L'oiselière
de Jean Charlebois

critiqué par Libris québécis, le 8 février 2005
(Montréal - 82 ans)


La note:  étoiles
Le Verbe de l'amour
Comme Christian Bobin dans La Plus que vive, Jean Charlebois plonge son héros dans un univers passionnel et l’abandonne au courant sans gilet de sauvetage pour échapper aux intempéries du cœur. Les catalogues d’éditeurs fourmillent de romans d’amour, mais L’Oiselière se classe parmi les meilleurs par son authenticité, sa sensibilité et sa générosité.

On appréciera cette œuvre pour le cri du cœur qui s’en échappe. Au niveau de l’intrigue, le lecteur n’aura pas à apprivoiser la reconfiguration du genre. Il s’agit d’une histoire classique. Louis-Marie est amoureux fou de sa femme, mais la grande faucheuse lui ravit la meilleure part de lui-même. Il reste sa fille Florence, dont l’âge varie selon le discours que le héros lui tient. S’adressant tantôt à elle, tantôt à sa femme, il se laisse emporter par une parole qui reconstitue la nature incomparable de l’être disparue. « Je me dois de trouver l’amour enfoui dans ta mort, invisible comme le silence. Je me dis qu’il finira bien par se mouler aux mots pour que ta luminance paraisse. Reparaisse. »

L’écriture de Jean Charlebois charrie l’amour comme une rivière en crue. Elle ne s’embarrasse pas de digues pour retenir les eaux.
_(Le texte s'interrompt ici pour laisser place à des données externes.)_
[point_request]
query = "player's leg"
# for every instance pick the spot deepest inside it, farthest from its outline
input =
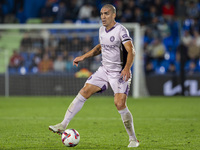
(75, 106)
(95, 83)
(120, 103)
(121, 90)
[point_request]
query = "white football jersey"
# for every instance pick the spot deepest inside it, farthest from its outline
(114, 55)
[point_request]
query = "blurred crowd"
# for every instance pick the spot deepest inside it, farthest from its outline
(172, 31)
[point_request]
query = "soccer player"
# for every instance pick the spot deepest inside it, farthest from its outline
(117, 58)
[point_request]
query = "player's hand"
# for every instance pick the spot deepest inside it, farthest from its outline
(77, 60)
(126, 74)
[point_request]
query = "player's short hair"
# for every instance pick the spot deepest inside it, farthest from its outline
(111, 7)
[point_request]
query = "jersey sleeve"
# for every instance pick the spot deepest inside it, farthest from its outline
(124, 35)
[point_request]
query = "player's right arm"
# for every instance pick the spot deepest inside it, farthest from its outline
(94, 52)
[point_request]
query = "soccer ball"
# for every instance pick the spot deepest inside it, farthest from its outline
(70, 137)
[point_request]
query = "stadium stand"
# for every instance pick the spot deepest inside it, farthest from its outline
(173, 22)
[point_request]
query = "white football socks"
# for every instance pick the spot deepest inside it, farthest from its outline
(128, 123)
(73, 109)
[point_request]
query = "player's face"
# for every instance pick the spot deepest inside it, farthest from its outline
(107, 16)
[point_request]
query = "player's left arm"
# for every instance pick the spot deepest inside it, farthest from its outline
(126, 72)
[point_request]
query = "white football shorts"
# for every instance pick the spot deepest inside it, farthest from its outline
(102, 77)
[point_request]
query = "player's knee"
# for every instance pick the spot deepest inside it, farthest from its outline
(85, 92)
(120, 105)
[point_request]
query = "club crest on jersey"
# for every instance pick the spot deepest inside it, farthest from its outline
(112, 38)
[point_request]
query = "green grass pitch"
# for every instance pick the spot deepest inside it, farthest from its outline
(168, 123)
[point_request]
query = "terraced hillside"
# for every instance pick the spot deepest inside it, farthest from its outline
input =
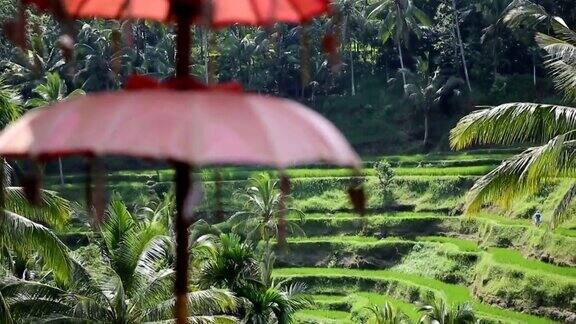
(412, 242)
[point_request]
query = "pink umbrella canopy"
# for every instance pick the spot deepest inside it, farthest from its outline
(219, 13)
(197, 128)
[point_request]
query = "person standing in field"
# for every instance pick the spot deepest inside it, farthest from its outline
(537, 218)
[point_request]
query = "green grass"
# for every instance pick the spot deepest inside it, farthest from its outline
(345, 215)
(463, 245)
(323, 316)
(335, 239)
(452, 293)
(440, 171)
(515, 258)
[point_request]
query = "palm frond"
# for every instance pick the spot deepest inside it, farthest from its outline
(19, 232)
(10, 105)
(512, 123)
(525, 13)
(561, 62)
(200, 303)
(53, 210)
(524, 173)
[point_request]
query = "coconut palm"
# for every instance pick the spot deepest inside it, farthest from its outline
(10, 104)
(426, 89)
(551, 126)
(402, 19)
(25, 241)
(387, 314)
(271, 300)
(29, 68)
(23, 228)
(263, 214)
(228, 262)
(52, 91)
(494, 35)
(436, 311)
(133, 284)
(460, 42)
(225, 261)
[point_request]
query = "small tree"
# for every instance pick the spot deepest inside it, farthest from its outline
(436, 311)
(385, 175)
(53, 91)
(425, 89)
(387, 314)
(261, 218)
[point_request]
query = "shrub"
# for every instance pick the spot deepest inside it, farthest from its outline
(385, 175)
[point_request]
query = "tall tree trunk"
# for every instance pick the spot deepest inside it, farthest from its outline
(401, 57)
(426, 126)
(352, 76)
(460, 44)
(534, 68)
(206, 54)
(61, 171)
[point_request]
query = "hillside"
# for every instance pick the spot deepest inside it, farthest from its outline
(409, 244)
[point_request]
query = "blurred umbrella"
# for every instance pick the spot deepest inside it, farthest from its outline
(196, 127)
(216, 13)
(188, 128)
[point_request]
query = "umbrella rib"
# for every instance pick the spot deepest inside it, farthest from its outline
(122, 9)
(256, 12)
(297, 10)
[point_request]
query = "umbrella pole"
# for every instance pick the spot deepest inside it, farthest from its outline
(183, 186)
(183, 183)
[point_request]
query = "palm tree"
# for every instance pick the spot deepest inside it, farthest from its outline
(426, 90)
(460, 43)
(53, 91)
(29, 68)
(436, 311)
(263, 217)
(227, 262)
(552, 126)
(402, 19)
(274, 301)
(136, 285)
(25, 236)
(493, 35)
(387, 314)
(23, 232)
(10, 104)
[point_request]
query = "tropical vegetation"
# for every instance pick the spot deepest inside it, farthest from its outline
(412, 79)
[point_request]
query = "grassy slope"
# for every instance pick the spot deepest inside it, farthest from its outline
(452, 293)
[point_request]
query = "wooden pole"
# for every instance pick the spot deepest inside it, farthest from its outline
(183, 187)
(183, 184)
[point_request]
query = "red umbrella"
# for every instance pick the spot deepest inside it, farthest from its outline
(219, 13)
(276, 132)
(205, 126)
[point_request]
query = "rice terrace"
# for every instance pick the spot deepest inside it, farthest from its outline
(288, 161)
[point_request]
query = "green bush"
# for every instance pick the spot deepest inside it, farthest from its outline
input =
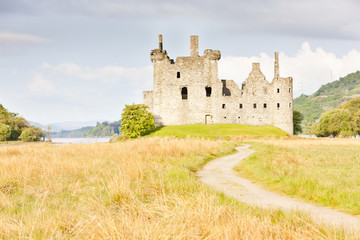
(32, 134)
(136, 120)
(5, 132)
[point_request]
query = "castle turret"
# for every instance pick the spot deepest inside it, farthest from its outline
(194, 46)
(276, 66)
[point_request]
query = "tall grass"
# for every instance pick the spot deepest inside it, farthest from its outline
(138, 189)
(214, 131)
(325, 171)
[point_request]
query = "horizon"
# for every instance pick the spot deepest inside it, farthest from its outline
(73, 61)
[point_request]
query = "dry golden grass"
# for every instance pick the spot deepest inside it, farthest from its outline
(325, 171)
(139, 189)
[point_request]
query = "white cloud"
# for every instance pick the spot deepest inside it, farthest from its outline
(10, 38)
(138, 76)
(41, 85)
(309, 68)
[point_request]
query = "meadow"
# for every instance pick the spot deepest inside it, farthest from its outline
(322, 171)
(137, 189)
(214, 131)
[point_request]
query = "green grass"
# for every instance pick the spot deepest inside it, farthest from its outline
(320, 171)
(214, 131)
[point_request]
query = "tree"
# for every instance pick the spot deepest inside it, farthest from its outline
(297, 119)
(5, 132)
(136, 120)
(32, 134)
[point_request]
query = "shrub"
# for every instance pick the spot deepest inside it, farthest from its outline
(136, 120)
(32, 134)
(5, 132)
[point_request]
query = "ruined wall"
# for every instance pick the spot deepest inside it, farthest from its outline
(188, 91)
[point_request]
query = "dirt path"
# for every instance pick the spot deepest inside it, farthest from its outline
(220, 175)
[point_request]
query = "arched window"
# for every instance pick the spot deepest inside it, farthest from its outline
(208, 91)
(184, 93)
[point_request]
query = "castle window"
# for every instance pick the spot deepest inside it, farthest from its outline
(208, 91)
(184, 93)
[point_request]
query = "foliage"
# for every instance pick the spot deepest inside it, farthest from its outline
(297, 119)
(16, 123)
(328, 97)
(343, 121)
(215, 131)
(324, 171)
(103, 129)
(5, 132)
(136, 120)
(32, 134)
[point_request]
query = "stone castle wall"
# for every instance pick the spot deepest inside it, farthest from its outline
(188, 91)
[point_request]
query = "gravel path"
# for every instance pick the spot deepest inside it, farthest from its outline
(219, 174)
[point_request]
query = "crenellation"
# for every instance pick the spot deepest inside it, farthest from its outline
(210, 100)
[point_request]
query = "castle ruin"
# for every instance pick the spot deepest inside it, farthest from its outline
(188, 91)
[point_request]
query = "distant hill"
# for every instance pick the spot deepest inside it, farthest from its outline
(76, 133)
(328, 97)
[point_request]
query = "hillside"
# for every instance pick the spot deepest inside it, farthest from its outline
(328, 97)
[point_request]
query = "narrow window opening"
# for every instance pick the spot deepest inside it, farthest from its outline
(184, 94)
(208, 91)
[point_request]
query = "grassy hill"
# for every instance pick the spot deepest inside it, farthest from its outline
(328, 97)
(214, 131)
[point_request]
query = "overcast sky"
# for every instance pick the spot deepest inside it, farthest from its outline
(82, 60)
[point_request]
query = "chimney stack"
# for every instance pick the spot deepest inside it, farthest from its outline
(160, 42)
(276, 66)
(194, 46)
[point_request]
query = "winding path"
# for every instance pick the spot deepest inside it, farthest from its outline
(219, 174)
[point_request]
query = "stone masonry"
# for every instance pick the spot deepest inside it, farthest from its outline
(188, 91)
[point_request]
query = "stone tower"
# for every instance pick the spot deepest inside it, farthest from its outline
(188, 91)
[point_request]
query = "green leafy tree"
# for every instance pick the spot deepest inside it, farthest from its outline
(5, 132)
(297, 119)
(136, 120)
(32, 134)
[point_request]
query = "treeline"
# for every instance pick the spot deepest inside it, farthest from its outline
(343, 121)
(328, 97)
(77, 133)
(104, 129)
(13, 127)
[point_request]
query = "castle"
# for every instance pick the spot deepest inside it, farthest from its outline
(188, 91)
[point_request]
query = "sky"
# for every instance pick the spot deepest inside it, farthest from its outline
(83, 60)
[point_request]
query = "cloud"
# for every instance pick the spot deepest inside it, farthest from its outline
(10, 38)
(306, 18)
(40, 85)
(309, 68)
(138, 76)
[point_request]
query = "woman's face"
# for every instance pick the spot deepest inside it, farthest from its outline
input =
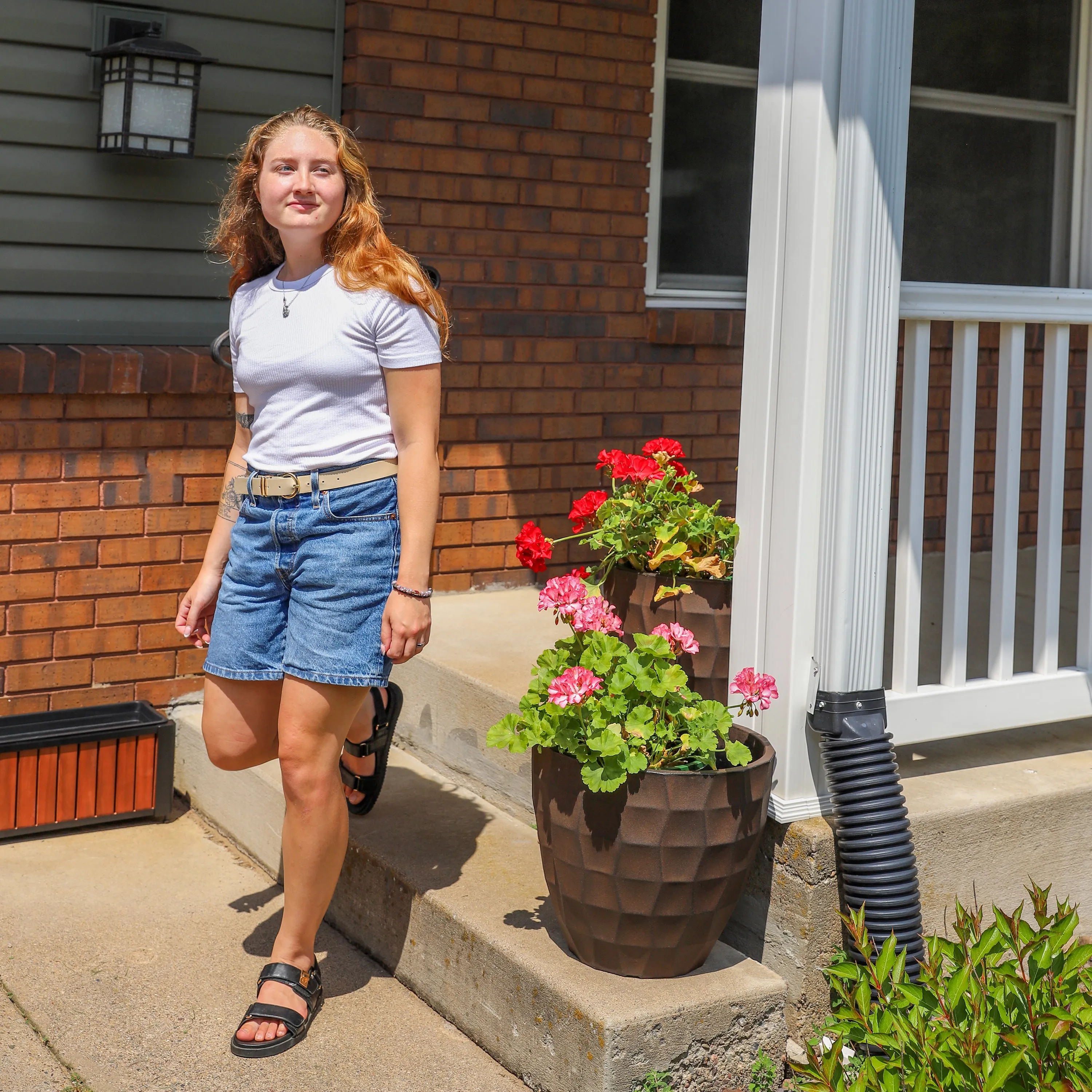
(301, 187)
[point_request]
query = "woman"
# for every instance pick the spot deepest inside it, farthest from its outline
(318, 565)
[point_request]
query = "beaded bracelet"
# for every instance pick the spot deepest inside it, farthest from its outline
(427, 594)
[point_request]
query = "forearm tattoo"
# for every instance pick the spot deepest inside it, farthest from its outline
(230, 500)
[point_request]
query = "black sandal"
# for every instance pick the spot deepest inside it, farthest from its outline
(378, 744)
(305, 984)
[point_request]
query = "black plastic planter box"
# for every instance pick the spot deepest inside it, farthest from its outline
(84, 767)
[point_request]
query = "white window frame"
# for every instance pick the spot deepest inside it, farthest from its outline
(1074, 181)
(682, 295)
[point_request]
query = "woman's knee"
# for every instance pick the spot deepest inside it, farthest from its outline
(308, 770)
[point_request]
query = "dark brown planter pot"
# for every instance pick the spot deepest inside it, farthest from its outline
(645, 879)
(706, 612)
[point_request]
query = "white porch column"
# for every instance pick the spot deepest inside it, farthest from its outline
(786, 352)
(853, 531)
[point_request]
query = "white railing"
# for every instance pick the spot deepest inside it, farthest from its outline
(1004, 698)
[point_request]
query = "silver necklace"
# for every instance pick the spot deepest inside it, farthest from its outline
(285, 304)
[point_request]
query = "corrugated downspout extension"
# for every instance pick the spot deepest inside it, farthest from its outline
(875, 849)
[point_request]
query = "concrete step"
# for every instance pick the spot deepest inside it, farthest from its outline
(447, 891)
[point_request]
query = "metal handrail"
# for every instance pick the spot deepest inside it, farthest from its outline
(218, 343)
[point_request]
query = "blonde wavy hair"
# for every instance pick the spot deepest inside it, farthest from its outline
(357, 247)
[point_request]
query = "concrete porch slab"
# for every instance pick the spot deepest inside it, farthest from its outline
(448, 893)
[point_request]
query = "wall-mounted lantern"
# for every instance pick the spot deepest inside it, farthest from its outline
(150, 98)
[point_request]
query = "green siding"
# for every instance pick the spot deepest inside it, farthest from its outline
(111, 249)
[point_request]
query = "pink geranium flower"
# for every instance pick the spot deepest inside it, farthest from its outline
(678, 637)
(757, 691)
(563, 596)
(596, 614)
(573, 686)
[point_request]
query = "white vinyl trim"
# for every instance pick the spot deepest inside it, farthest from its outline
(994, 303)
(727, 76)
(993, 106)
(805, 807)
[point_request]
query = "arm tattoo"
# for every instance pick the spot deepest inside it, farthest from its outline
(230, 500)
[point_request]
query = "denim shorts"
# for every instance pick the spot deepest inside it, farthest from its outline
(305, 587)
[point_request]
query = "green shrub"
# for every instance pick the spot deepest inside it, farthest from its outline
(1004, 1008)
(764, 1075)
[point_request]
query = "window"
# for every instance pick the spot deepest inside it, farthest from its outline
(704, 150)
(990, 165)
(992, 193)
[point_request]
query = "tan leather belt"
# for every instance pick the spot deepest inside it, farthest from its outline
(293, 485)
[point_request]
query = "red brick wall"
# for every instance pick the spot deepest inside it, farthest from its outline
(509, 145)
(105, 504)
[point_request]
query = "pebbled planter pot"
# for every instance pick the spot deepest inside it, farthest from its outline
(645, 879)
(706, 612)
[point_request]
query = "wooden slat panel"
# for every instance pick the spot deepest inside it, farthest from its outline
(87, 770)
(9, 777)
(27, 791)
(1003, 585)
(257, 45)
(960, 497)
(253, 91)
(90, 271)
(69, 123)
(47, 786)
(111, 320)
(106, 778)
(908, 581)
(126, 786)
(69, 22)
(145, 796)
(78, 173)
(1052, 484)
(91, 222)
(66, 781)
(41, 70)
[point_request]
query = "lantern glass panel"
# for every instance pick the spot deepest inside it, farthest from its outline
(114, 102)
(162, 111)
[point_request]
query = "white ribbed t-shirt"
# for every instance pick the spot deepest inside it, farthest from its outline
(316, 378)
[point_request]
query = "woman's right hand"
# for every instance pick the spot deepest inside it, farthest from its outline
(196, 611)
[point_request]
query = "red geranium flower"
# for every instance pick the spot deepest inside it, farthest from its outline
(671, 448)
(533, 550)
(586, 508)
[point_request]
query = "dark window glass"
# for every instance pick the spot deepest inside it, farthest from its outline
(709, 147)
(980, 195)
(1017, 48)
(719, 32)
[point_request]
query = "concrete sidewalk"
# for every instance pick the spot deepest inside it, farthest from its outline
(136, 949)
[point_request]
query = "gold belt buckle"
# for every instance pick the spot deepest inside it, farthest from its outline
(295, 484)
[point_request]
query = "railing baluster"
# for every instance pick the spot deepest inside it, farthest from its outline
(1052, 481)
(960, 495)
(1085, 586)
(912, 440)
(1003, 583)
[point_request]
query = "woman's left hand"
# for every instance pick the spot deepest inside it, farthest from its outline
(407, 625)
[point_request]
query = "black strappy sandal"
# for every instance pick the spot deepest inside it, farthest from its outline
(305, 984)
(378, 744)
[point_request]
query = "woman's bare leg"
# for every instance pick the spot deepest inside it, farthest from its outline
(312, 728)
(240, 722)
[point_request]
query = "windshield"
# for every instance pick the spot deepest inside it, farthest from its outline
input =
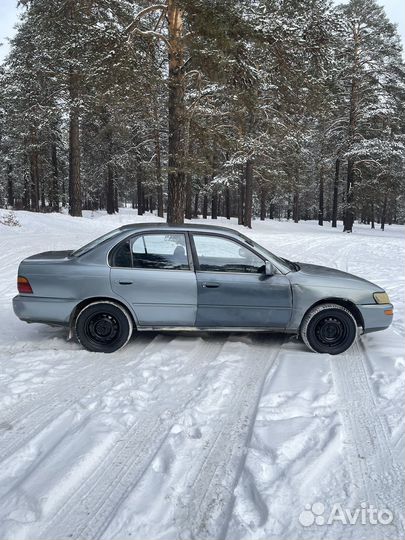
(96, 242)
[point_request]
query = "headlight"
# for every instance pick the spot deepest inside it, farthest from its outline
(381, 298)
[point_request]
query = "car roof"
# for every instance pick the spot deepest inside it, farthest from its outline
(184, 227)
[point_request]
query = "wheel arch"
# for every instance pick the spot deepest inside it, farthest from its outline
(351, 306)
(93, 299)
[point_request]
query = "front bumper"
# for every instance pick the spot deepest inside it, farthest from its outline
(36, 309)
(374, 316)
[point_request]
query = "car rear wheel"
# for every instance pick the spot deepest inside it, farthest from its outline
(103, 327)
(329, 328)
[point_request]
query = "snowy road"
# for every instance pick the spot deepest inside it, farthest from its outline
(200, 437)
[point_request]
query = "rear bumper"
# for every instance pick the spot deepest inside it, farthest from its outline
(43, 310)
(374, 316)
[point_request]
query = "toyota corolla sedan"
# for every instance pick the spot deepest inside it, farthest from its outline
(193, 277)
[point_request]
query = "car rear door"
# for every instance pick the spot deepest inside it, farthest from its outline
(232, 288)
(154, 273)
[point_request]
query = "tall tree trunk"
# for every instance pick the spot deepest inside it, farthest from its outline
(205, 200)
(75, 196)
(321, 197)
(263, 203)
(214, 204)
(296, 205)
(189, 198)
(247, 221)
(10, 190)
(26, 193)
(195, 209)
(140, 194)
(335, 193)
(241, 200)
(176, 175)
(158, 165)
(372, 216)
(34, 171)
(384, 212)
(54, 187)
(110, 189)
(227, 203)
(348, 219)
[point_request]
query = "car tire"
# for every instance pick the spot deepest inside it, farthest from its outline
(103, 327)
(329, 328)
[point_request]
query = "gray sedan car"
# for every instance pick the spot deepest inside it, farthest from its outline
(193, 277)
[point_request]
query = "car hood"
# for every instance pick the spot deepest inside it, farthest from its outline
(332, 275)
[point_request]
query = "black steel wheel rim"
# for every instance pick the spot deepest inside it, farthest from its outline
(331, 331)
(102, 328)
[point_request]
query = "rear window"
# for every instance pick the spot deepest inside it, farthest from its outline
(96, 242)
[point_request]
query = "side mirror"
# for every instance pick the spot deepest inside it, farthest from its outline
(269, 269)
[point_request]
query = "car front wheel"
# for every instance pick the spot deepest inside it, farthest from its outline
(103, 327)
(329, 328)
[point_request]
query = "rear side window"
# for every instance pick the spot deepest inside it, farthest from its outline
(160, 252)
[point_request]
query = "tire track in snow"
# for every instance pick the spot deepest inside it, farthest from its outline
(205, 512)
(90, 508)
(377, 475)
(26, 419)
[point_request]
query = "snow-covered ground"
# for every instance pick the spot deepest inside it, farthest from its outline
(201, 437)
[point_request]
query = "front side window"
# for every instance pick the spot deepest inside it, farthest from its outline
(160, 251)
(217, 254)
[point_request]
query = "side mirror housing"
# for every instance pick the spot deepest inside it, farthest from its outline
(269, 269)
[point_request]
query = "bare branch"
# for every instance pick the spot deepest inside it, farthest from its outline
(153, 34)
(142, 13)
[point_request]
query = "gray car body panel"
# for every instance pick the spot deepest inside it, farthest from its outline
(179, 298)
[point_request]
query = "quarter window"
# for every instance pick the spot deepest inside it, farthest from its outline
(160, 251)
(217, 254)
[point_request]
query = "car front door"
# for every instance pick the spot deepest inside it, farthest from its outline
(154, 274)
(232, 288)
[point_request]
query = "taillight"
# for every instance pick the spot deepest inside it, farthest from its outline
(23, 285)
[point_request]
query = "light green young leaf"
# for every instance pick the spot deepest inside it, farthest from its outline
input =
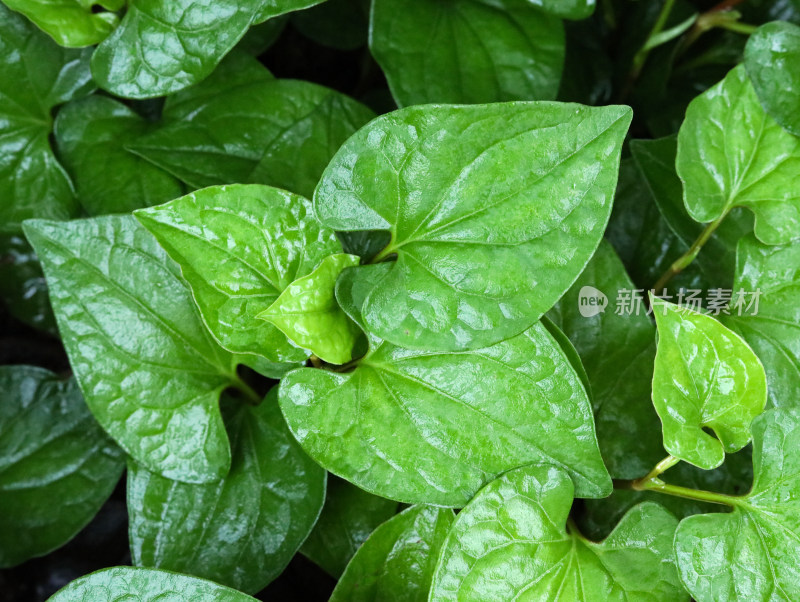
(397, 561)
(772, 58)
(706, 377)
(145, 585)
(349, 516)
(91, 135)
(511, 542)
(307, 312)
(71, 23)
(241, 531)
(433, 427)
(51, 450)
(150, 372)
(494, 210)
(732, 154)
(770, 275)
(751, 552)
(466, 51)
(39, 75)
(239, 248)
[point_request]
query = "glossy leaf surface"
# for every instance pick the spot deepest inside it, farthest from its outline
(145, 585)
(397, 561)
(732, 154)
(150, 372)
(706, 376)
(239, 248)
(482, 250)
(240, 531)
(466, 51)
(57, 466)
(511, 542)
(307, 312)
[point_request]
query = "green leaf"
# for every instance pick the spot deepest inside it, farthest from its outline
(349, 516)
(732, 154)
(150, 372)
(706, 377)
(240, 531)
(750, 553)
(772, 325)
(239, 248)
(466, 51)
(145, 585)
(91, 135)
(483, 249)
(511, 542)
(433, 427)
(51, 449)
(617, 350)
(72, 23)
(40, 76)
(771, 57)
(397, 561)
(281, 133)
(307, 312)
Il faut que le débit accrue déloge la femme du héros des méandres au fond desquels elle pourrait disparaître. L’auteur ressuscite Cupidon avec un verbe intense et fin qui, à travers les figures de style, respecte la fonction dramatique qu’il lui assigne. Il recourt à toutes les possibilités de la langue pour ériger un amour absolu dans les limites de la crédibilité. C’est un défi que de sauver la vraisemblance d’un langage amoureux aussi lyrique. L’auteur a suivi avec succès la consigne de Paul Éluard : « Criez je t’aime par-dessus toutes les souffrances qui vous sont infligées » dans votre oiselière.

À une époque où on n’ose dire des je vous aime, ces mots suprêmes, « le discours amoureux est devenu d’une extrême solitude », comme l’a écrit Roland Barthes. Mais Jean Charlebois les propose ces paroles tendres que l’on n’est pas las d’entendre, même si la fusion des cœurs conduit parfois à la folie, voire au trépas, tous les Tristans et les Iseuts de la terre.